Wielu kierowników, planując zamówienia, często zmuszonych jest zamawiać towar na zapas. Ci, którzy rezygnują z dostawy, narażają się na ryzyko niedoborów produktów. To powoduje, że palety z towarem gromadzą się w sklepach, a ich ilość czasem przekracza możliwości magazynowe.
Łukasz, były kierownik Biedronki, który przez ponad 10 lat pracował w sieci, wyjaśnia, że nadmiar palet skutkuje ich umieszczaniem na sklepowych alejkach. "Kumulacja palet nie tylko utrudnia zakupy, ale też zagraża bezpieczeństwu klientów," zauważa.
Ostatnio problem ten zyskał na popularności w mediach społecznościowych, gdzie klienci złożyli już petycję w sprawie poprawy sytuacji w sklepach. Co ciekawe, fenomen "paletozu" stał się także inspiracją dla szerokiego wachlarza memów.
Biedronka, będąca największą siecią detaliczną w Polsce, ma aktualnie 3596 sklepów. Dawniej niewielka sieć, obecnie szykuje się do ekspansji na Słowację, gdzie planuje otworzyć pięć nowych marketów jeszcze w 2024 roku.
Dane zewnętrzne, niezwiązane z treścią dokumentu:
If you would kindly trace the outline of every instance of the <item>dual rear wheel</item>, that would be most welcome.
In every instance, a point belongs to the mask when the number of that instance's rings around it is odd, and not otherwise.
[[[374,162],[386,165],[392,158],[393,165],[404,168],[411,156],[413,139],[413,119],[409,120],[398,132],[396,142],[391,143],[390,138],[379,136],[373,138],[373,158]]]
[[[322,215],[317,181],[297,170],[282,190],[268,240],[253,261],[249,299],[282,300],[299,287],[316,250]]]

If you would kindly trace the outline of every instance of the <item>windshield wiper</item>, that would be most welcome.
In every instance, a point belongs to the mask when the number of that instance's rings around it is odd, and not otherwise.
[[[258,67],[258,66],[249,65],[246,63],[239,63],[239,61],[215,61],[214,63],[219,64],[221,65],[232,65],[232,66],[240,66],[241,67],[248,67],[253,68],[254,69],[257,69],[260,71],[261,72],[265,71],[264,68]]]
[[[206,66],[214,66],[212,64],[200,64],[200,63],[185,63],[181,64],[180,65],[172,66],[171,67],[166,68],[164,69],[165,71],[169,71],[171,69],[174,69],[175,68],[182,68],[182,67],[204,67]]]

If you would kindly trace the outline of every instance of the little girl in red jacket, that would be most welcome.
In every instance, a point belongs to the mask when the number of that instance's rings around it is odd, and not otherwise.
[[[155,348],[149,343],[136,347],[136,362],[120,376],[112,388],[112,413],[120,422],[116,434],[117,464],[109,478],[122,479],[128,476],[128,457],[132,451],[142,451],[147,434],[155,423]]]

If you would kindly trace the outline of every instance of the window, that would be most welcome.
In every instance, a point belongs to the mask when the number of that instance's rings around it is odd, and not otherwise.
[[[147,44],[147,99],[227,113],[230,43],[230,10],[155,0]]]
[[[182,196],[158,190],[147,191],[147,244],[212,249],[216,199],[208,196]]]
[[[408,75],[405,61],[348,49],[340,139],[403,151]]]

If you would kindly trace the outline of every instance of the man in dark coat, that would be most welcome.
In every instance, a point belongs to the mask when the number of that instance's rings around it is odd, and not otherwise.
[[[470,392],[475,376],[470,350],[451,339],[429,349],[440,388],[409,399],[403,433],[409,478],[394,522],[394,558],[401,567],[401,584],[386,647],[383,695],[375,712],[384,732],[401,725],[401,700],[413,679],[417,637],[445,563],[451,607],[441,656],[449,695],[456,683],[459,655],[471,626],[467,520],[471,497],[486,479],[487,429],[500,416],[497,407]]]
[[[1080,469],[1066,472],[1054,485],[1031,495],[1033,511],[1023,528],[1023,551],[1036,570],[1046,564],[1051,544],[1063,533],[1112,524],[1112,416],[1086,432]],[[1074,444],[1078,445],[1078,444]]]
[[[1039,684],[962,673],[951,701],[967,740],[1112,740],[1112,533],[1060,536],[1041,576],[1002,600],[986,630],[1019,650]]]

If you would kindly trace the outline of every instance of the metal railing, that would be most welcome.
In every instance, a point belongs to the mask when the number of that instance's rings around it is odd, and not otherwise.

Dodatkowo, w związku z zbliżającymi się świętami, wzrasta częstotliwość dostaw, co jeszcze bardziej zaostrza problem z paletami.
Pojawia się pytanie, czy "paletoza" zagraża także bezpieczeństwu klientów? Według strażaków z portalu remiza.pl, ustawia się one w miejscach potencjalnego zagrożenia, co może mieć dramatyczne konsekwencje w przypadku pożaru. Jan Śpiewak, działacz społeczny, podnosi konieczność interwencji inspekcji przeciwpożarowej, wskazując na niedopuszczalność sytuacji, w której alejki są zablokowane.
Kierownicy nie mają jednak łatwego zadania – muszą dostarczać asortyment, który jest wymagany, i jednocześnie zminimalizować ryzyko braków w artykułach, które klienci często kupują w ostatnich minutach przed zamknięciem.
Czy Biedronka znajdzie rozwiązanie, by ograniczyć zjawisko "paletozy"? Jak ujawnia Konrad Nafalski z Biedronki, sieć prowadzi rekrutacje, aby zwiększyć liczbę pracowników, ale czy to wystarczy, by sprostać rosnącym wymaganiom klientów? Czas pokaże, jakie kroki zarząd podejmie w najbliższej przyszłości.